The symptoms associated with type one diabetes can develop fairly fast, within a few weeks or months. These symptoms usually start when you are relatively young. Other potential symptoms may include nausea, urinary tract infections, vomiting, or stomach upsets.

On the other hand, the symptoms of type two diabetes usually start to appear when you are an adult.

If poorly managed or controlled in the long run, diabetes can lead to serious health complications, ranging from kidney failure, amputations, to heart disease and vision issues, among others.

How is diabetes diagnosed?

  • Fasting blood sugar test: This particular test involves drawing blood from your body after an overnight fast. You must fast for at least eight hours.
  • Random blood sugar test: This test is similar to the fasting blood sugar test, except that you do not need to fast overnight.
  • Oral glucose tolerance (OGTT) test: With this particular test, you are required to fast overnight and then drink a sugary liquid at your health provider’s office. Blood sugar levels are examined before the sugary drink and two hours after taking the drink.
  • Glycated hemoglobin (HbA1C): This is a blood test to monitor the sugar control for the past 3 months.
  • Glucose prick test: This is a simple quick test to check the capillary blood sugar level, with a convenient finger prick test. The results can be out within 5 minutes.

Note: The fasting glucose test requires that you do not consume anything for at least 8 hours prior to the test.


Even though there is no cure for diabetes, there are several treatment options that can help manage the condition and dramatically slow down its progression. These treatment options work differently to lower your blood sugar.

The most popular treatment mechanisms include boosting insulin sensitivity, stimulating the production of insulin as well as slowing the digestion of carbohydrates.

Your treatment plan will hinge on:

  • The underlying root causes of your diabetes
  • Lifestyle factors
  • Your blood sugar level
  • Existing medical problems you may have


Even though you cannot control certain diabetes risk factors such as your family history, there are a few things you can do to manage your type two diabetes, including:

  • Getting active physically: You don’t have to engage in routine, vigorous exercise! Research shows that nearly 30 minutes of moderate aerobic activity on most days of the week is more than enough to minimize your risk of type two diabetes.
  • Eat a healthy diet: Consuming foods higher in fiber and lower in calories and fat is also highly recommended. In this respect, focus on whole grains, fruits as well as vegetables.
  • Shed excess weight: If you are currently struggling with weight issues, losing even 5% of your total body weight can significantly reduce your risk of diabetes.
  • Take all your doctor’s diabetes prescription medications (insulin or pills).
  • Take all your other drugs to treat any risk factors, such as hypertension, high cholesterol, cardiovascular problems as well as other health issues as directed by your doctor.

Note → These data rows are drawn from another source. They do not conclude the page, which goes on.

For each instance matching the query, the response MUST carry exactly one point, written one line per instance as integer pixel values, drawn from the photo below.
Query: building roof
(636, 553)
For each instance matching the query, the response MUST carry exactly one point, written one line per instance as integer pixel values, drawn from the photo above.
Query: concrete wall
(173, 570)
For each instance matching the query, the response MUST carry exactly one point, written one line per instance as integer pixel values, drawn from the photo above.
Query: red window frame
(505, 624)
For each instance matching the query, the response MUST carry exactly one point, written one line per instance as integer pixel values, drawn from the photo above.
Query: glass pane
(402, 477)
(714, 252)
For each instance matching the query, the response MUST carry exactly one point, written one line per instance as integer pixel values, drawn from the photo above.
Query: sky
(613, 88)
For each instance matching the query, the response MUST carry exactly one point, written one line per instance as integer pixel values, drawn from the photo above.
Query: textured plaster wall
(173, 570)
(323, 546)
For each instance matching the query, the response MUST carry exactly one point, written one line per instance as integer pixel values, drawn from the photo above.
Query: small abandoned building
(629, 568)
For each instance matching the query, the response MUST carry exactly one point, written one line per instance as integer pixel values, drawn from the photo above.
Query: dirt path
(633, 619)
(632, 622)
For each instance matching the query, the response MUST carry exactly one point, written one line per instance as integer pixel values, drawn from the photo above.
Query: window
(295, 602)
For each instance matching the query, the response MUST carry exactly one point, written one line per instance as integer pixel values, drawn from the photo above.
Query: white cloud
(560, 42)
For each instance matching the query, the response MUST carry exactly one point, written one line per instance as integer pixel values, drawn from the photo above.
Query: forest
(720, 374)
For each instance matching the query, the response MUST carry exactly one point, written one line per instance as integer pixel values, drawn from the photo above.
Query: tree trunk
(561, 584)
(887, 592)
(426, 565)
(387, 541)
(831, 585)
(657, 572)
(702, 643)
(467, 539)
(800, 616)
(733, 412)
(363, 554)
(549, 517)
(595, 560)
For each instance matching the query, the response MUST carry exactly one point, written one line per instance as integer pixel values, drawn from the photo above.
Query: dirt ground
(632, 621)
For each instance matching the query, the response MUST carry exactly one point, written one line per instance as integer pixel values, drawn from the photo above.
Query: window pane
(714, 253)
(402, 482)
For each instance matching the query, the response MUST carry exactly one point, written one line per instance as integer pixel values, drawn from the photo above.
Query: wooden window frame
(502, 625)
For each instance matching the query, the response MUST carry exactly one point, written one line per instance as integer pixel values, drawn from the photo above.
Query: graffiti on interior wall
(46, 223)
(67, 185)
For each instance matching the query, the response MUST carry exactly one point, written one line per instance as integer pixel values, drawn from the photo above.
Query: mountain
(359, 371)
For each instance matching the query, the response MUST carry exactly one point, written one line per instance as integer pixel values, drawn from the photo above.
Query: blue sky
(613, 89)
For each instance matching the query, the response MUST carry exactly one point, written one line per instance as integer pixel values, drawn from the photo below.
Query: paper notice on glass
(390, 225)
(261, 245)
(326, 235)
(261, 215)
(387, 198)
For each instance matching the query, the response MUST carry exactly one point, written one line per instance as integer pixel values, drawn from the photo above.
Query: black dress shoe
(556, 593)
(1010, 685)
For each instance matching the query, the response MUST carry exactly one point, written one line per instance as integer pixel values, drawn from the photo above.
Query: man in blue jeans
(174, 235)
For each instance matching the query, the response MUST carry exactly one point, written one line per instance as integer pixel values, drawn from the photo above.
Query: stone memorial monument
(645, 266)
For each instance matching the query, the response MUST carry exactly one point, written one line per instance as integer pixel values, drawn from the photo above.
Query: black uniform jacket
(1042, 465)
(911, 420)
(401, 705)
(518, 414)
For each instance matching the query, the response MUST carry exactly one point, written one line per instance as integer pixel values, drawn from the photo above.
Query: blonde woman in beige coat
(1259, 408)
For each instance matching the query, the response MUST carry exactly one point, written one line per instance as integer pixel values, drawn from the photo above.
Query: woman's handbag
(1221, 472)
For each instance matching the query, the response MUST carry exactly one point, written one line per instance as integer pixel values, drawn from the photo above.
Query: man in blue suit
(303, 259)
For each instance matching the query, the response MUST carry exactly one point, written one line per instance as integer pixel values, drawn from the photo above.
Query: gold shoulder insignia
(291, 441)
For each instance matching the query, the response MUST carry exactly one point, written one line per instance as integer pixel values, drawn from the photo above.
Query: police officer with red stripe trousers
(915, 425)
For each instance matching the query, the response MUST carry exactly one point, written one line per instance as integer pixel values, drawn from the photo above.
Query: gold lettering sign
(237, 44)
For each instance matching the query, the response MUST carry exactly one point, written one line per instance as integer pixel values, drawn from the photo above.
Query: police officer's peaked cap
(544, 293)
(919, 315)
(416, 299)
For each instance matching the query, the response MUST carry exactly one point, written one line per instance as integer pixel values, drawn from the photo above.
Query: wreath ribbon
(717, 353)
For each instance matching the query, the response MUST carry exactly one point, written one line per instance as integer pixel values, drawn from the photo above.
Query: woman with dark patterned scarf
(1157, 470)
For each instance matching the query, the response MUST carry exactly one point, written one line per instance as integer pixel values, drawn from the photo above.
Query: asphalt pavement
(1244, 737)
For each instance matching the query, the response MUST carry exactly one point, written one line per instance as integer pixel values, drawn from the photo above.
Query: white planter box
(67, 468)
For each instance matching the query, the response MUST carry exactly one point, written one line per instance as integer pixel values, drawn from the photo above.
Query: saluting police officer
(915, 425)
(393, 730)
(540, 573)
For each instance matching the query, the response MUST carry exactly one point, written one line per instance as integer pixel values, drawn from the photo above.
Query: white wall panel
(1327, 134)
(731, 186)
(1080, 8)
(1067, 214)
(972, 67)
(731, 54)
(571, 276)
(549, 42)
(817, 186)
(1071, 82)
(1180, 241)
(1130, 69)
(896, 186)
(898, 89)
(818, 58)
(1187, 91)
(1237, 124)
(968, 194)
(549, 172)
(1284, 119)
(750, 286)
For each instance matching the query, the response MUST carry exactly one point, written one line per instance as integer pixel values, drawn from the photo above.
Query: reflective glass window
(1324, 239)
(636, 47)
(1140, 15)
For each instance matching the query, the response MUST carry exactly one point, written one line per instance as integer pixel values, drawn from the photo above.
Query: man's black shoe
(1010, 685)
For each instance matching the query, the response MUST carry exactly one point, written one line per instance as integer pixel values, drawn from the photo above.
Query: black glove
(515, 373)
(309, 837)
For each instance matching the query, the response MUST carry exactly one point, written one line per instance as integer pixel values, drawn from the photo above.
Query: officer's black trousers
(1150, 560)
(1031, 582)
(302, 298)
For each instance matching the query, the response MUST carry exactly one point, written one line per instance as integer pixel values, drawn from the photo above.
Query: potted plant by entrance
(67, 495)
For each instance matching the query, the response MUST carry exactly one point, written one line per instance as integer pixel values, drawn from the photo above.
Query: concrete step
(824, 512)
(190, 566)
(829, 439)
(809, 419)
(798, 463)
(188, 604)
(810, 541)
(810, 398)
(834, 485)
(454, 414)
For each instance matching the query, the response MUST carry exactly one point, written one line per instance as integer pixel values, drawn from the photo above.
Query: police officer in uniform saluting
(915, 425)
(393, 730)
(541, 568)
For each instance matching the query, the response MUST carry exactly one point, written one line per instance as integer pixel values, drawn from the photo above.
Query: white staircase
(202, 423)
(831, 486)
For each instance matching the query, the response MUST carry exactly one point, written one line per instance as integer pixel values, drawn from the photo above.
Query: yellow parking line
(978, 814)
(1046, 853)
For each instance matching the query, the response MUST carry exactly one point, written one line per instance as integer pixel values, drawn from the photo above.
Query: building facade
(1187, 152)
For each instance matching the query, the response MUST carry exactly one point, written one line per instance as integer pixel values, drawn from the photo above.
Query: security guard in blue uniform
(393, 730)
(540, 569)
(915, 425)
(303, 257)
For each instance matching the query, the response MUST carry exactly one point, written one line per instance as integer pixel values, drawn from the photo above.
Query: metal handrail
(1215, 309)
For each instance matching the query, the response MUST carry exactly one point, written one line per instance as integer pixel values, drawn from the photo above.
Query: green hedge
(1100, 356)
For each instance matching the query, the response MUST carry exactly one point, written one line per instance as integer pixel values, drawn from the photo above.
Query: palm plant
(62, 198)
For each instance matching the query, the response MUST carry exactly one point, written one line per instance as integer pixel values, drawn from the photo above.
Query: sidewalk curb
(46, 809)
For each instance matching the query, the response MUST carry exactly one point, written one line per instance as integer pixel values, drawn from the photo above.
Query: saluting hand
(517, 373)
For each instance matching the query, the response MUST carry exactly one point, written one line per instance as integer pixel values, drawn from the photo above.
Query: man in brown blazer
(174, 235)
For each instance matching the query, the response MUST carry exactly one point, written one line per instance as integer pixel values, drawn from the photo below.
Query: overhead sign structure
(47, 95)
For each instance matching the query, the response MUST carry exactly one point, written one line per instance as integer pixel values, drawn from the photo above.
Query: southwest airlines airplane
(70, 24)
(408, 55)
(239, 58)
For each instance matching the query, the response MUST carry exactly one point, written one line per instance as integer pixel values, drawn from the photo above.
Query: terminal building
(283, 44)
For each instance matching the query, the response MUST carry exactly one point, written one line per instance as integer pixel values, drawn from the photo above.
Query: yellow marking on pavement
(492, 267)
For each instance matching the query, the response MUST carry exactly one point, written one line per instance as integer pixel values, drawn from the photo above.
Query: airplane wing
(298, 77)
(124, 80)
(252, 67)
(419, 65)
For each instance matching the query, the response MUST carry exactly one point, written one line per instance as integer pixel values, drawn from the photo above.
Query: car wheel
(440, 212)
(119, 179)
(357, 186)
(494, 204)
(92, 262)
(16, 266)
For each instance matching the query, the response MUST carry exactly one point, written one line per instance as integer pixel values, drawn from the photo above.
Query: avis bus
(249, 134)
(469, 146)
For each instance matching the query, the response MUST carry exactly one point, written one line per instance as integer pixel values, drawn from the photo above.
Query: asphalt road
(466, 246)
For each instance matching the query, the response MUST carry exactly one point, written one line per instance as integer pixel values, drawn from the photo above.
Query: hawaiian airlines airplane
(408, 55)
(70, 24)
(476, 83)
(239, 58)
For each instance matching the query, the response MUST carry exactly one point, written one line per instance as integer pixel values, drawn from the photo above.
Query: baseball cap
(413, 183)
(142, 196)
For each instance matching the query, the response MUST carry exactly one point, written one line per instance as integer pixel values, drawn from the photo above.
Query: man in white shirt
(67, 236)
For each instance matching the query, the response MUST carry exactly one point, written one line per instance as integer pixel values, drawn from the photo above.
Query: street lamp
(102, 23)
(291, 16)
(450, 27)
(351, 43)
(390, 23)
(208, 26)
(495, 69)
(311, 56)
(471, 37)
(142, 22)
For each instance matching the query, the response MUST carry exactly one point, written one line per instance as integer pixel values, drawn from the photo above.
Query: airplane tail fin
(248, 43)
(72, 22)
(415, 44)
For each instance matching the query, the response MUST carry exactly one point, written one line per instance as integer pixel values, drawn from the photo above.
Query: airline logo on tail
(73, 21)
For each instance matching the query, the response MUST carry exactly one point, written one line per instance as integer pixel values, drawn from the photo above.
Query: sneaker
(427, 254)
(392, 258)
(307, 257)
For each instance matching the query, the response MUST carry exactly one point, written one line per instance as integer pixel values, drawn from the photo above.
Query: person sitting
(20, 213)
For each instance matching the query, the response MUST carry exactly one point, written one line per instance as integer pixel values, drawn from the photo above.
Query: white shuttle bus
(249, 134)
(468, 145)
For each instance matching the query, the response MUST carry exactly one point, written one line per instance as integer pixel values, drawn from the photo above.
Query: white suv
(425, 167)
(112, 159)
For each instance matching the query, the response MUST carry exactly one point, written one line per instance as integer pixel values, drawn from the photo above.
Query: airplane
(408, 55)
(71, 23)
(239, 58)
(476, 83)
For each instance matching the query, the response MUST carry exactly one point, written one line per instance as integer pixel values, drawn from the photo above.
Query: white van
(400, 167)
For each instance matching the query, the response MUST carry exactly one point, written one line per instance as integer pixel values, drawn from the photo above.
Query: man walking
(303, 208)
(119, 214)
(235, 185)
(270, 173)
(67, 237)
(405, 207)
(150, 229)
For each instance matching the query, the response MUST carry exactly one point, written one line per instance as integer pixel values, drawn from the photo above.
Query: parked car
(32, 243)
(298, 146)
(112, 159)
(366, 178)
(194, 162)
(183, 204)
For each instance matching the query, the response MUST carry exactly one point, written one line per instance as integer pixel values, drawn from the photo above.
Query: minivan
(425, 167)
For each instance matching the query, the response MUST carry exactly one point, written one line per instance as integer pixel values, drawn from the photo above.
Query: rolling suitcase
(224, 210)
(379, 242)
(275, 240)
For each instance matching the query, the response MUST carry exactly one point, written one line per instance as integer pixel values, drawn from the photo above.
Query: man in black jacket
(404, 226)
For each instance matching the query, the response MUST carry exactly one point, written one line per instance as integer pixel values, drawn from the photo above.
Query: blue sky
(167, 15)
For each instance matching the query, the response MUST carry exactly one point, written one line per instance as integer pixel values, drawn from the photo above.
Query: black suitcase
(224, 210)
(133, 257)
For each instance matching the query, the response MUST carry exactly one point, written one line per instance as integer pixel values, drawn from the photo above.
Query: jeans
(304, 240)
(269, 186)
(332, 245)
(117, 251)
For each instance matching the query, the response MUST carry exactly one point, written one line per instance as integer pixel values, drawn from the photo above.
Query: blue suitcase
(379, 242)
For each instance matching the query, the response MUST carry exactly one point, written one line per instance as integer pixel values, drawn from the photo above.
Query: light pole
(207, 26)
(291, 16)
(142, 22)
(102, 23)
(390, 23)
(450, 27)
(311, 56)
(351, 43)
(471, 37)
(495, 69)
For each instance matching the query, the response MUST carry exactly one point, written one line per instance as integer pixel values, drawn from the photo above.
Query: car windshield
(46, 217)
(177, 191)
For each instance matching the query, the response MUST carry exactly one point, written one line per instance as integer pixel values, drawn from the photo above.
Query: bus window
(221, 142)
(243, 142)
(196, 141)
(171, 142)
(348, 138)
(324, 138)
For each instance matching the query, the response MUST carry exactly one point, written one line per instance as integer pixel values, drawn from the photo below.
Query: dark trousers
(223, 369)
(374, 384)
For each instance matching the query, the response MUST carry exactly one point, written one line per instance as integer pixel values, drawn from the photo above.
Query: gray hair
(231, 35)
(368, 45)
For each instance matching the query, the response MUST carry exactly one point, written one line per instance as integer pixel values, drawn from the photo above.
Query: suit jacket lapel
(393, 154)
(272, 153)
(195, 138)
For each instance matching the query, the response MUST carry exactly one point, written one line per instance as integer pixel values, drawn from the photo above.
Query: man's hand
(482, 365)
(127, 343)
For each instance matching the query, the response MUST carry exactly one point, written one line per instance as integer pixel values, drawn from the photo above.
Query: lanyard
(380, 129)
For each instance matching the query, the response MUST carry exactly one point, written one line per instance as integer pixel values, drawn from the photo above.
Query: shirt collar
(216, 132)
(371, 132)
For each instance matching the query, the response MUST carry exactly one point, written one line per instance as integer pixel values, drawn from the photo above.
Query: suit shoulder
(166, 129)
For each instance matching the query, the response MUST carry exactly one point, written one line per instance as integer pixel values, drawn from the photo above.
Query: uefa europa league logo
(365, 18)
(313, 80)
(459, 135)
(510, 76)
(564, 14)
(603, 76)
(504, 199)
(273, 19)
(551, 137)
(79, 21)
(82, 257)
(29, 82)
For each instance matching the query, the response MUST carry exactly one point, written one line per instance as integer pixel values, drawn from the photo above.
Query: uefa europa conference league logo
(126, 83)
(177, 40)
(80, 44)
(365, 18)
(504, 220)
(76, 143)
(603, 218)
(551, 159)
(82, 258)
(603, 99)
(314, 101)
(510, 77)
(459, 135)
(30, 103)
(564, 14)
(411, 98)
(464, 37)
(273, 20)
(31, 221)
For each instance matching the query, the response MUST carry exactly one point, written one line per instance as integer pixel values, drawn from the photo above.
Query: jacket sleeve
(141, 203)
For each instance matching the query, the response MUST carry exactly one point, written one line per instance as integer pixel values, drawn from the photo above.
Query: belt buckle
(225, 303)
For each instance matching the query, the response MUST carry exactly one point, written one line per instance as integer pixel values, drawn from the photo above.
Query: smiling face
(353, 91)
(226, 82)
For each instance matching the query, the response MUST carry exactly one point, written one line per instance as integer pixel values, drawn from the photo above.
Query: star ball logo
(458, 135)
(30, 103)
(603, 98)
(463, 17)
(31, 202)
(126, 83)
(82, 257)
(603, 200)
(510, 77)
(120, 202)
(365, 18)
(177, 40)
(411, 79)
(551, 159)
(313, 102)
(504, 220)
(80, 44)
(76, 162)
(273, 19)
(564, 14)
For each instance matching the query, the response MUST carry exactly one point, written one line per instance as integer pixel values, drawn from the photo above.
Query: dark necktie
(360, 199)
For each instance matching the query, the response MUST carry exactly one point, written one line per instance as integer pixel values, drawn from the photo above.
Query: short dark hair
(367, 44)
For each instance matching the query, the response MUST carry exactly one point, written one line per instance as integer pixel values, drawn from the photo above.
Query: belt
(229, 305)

Will exercise and a healthy diet help with my diabetes?
Exercise and diet are highly beneficial in the management of type two diabetes. Moderate aerobic exercise coupled with a healthy diet filled with fruits, vegetables, and whole grains can all help minimize your risk of developing the condition.
Are my children at risk?
As already explained, diabetes is a genetic disorder – so this means that if you are diabetic, there is a chance that children might also develop the condition! This risk is greatest when many family members have diabetes, if your kids are overweight, or have other risk factors for type two diabetes.
What is prediabetes?
If you are pre-diabetic, your blood sugar level is higher than normal, but not high enough for a diabetes diagnosis. It also means that you are at a higher risk of developing type two diabetes as well as other serious conditions such as heart disease and stroke.

Without the necessary lifestyle changes to improve their overall health, prediabetes people are likely to develop type two diabetes within 5 years. Early screening and lifestyle changes are paramount in preventing and slowing down progression of type two diabetes.